There was also another kind of caravan that filled me with wonder when I was a child: the horse-drawn holiday caravans, barrel-shaped covered wagons operated by Joe O Reilly whose base was in Blarney, not far from where we lived. The horses were kept in a large field on the edge of the village and, being horse-mad, I loved to see them grazing and resting between assignments: piebalds, palominos, greys, bays.
Every so often we would pass on the road a family setting out on holiday, perhaps a child my age riding up front holding the reins. A holiday where you got to bring an actual horse, or rather, the horse brought you! What could be better?
Looking back, I find myself wondering how much ground those caravans could possibly have covered in a day. Ten miles, maybe fifteen, at a push? How much of Ireland would you get to see if your fastest pace was an ambling trot? But perhaps those holidays makers got to see plenty.
It would have been a different kind of seeing, an experience rich in what today we’d call mindfulness. A gentle journeying along narrow lanes, hedgerows lush with ferns and honeysuckle, a chance, perhaps, to observe things in close-up, rather than have them blurr by through the windows of a coach.
As for our own caravan, there’s another memory as clear as that night of the Fastnet disaster.

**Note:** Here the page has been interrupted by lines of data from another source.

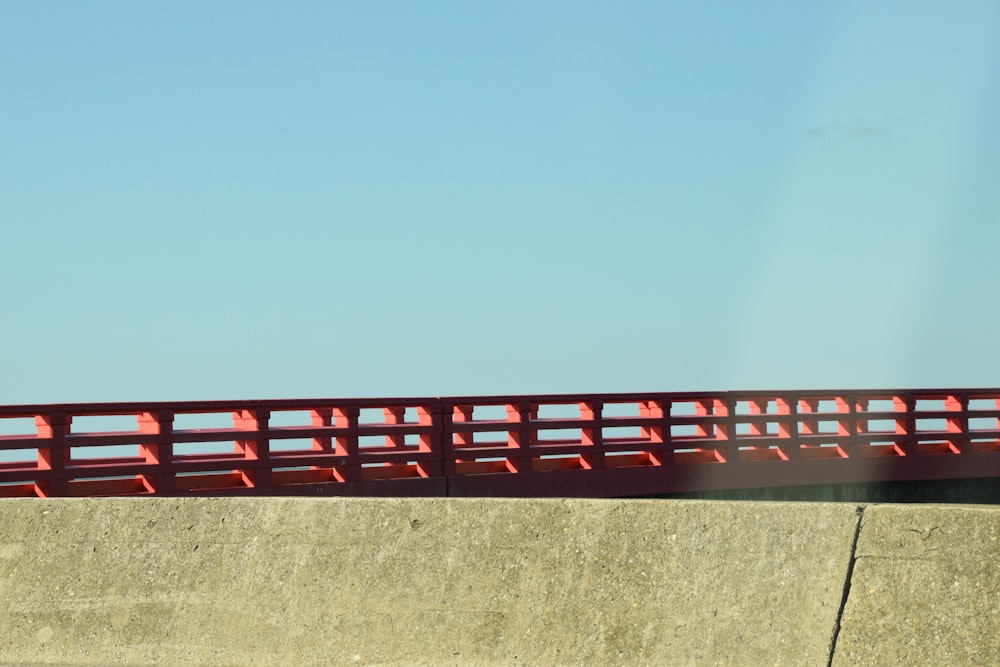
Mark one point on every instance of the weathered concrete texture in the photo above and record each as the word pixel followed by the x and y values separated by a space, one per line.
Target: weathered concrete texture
pixel 925 588
pixel 432 581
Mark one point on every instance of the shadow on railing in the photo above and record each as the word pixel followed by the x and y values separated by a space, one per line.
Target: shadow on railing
pixel 584 445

Again, I recall it as somewhat thrilling, though I doubt that my parents felt the same way.
This time, I’m traveling in the car, with the caravan being towed behind. We’ve collected it from where it was temporarily parked, off-season, with friends of my parents and are bringing it home. I remember turning to look out the back window of the car, in response, perhaps to an exclamation from my father.

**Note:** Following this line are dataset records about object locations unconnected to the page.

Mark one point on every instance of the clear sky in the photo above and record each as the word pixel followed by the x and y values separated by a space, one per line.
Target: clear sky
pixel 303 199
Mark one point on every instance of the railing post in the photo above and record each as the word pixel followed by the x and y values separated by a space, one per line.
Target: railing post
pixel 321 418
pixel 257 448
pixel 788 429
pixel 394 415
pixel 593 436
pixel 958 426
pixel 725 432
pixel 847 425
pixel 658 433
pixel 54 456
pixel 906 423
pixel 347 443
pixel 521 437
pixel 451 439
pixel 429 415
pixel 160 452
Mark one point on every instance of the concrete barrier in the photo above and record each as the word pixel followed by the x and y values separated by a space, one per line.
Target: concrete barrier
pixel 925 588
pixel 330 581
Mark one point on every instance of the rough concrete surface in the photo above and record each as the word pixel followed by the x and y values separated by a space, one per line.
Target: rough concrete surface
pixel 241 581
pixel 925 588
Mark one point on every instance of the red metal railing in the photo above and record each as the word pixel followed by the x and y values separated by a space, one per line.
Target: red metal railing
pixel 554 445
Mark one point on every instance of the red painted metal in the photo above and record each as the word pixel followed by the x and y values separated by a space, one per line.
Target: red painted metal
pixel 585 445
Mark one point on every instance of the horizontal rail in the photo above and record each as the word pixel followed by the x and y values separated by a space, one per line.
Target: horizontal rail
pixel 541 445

There, framed in the rear windscreen, was the caravan making a break for freedom. It had become unhitched, and as we continued to move in one direction, it glided away in the other, before overturning in a ditch.
Trust between caravan and owner had been severed. Shortly after this incident, it was decided to sell the caravan. In any event, our family had grown larger with the arrival of another baby brother, and I expect the caravan would have been pretty crowded for six.
It was sold for £80 and off it went, battle-scarred, to a new home. And so ended the caravan era of family holidays. I have fond memories of those summers spent usually in Ardmore or Tramore, with the excitement of the merries and the beaches, the mini pitch and putt and the ice creams.
One year, there was a stray dog I befriended who I named Sandy and pleaded, unsuccessfully, to be allowed keep. In later years, whenever I encountered the word ‘caravan’ in its other meaning - a convoy of people crossing a desert – I’d struggle to picture, say, traders with camels on the Silk Road. For me the word persisted in the first incarnation in which I encountered it, and despite the best efforts of the author of whatever book I was reading, an image would spring to mind of our old familiar caravan surrounded by endless sand.
In a variation on the caravan theme, in recent years I’ve gone on camper van holidays with my husband and kids. One year, we rented a camper van for ten days and travelled around Wales, Cornwall and Devon. I had a novel to finish at the time, in fact, I was way past deadline. It was a revelation to discover that a camper van doubles as a writing retreat on wheels, with a constantly changing view outside the window. As long as you have someone else do the driving, of course.
Modern day camper vans are very different creatures to the caravans of old, with smart compact kitchenettes, toilets, showers, and comfy table space for notebooks and pens. And there’s the reassurance of knowing that a camper van won’t attempt to take its leave when your back is turned, so there’s no need to keep it under surveillance in the rear view mirror. As for that novel I had to finish, I typed ‘The End’ on the ferry back home, with the camper van garaged below deck, and a storm raging outside.